L'initiative "Pour un revenu de base inconditionnel" voulait offrir à l'ensemble de la population la possibilité de mener une existence digne et de participer à la vie publique. La Confédération aurait dû instaurer un revenu de base, versé sans contrepartie à chacun dès la naissance. Les étrangers y auraient aussi eu droit, moyennant un délai de résidence à définir.
Tôt ou tard
L'important, au-delà du vote, est que les citoyens commencent à réfléchir à la proposition, "une idée qu'il faudra tôt ou tard mettre en oeuvre", d'après Sergio Rossi. Il y a d'ailleurs une dynamique favorable, remarque Ralph Kundig: "Nous savons que certains partis ont prévu des séances de travail sur le sujet", se réjouit-il. Membre du comité d'initiative, Daniel Häni se dit aussi "positivement surpris", lui qui tablait sur 15% des voix.

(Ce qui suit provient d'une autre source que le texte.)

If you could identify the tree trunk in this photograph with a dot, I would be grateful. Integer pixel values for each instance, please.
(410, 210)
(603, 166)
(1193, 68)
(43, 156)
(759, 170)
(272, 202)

Le montant du revenu de base n'était pas fixé dans le texte. Les initiants, dont l'ancien vice-chancelier de la Confédération Oswald Sigg, proposaient 2500 francs par mois pour adultes et 625 francs pour les moins de 18 ans.
Le projet devait compenser les emplois qui disparaîtront ces 20 prochaines années à cause du développement technologique. Selon l'Office fédéral des assurances sociales, un revenu de base pour tous aurait coûté au total 208 milliards de francs.
Expérimentation dangereuse
Seuls les Verts et quelques socialistes ont soutenu ce texte qui a plutôt embarrassé les syndicats. Le PS craignait que le revenu de base ne se
transforme en dumping salarial généralisé. De l'avis du Conseil fédéral, l'idée était "généreuse mais utopique".
Le comité interpartis opposé au revenu universel a évoqué "une dangereuse expérimentation" qui met en jeu des valeurs suisses comme le travail et la responsabilité individuelle. Des craintes partagées par 1,8 million de Suisses qui ont glissé un "non" dans l'urne, alors que 568'900 citoyens ont dit "oui". Tous les cantons ont largement rejeté le texte.
"C'est une sacrée claque", a estimé Yannick Buttet, membre du comité interpartis. Les problématiques soulevées par l'initiative étaient légitimes, mais la solution n'était pas réaliste. Le revenu de base est maintenant enterré, "une bonne nouvelle" pour le conseiller national (PDC/VS).
Selon Susanne Leutenegger Oberholzer, également membre du comité interpartis, ce rejet clair montre que la population ne veut pas se lancer dans une
expérience avec les assurances sociales. La conseillère nationale (PS/BL) estime que les questions importantes, notamment le mode de financement et le montant du revenu de base, étaient floues.
D'après le conseiller national Marcel Dobler (PLR/SG) "la plupart des citoyens ne sont pas prêts à une expérimentation aussi radicale". Un cinquième des votes représente un très faible soutien, note le membre du comité interpartis, content que l'idée soit enterrée.
Romands moins hostiles au RBI
L'opposition la plus forte est venue du demi-canton d'Appenzell Rhodes- Intérieures, avec 87,4% de "non". Les moins hostiles ont été les Bâlois de la ville (64%), talonnés par les Jurassiens (64,2%). Suivent les cantons de Genève (65,3%), Neuchâtel (68,8%), Vaud (75,3%), Fribourg (75,9%), Berne (77,1%), le Tessin (78,1%) et le Valais (80,8%).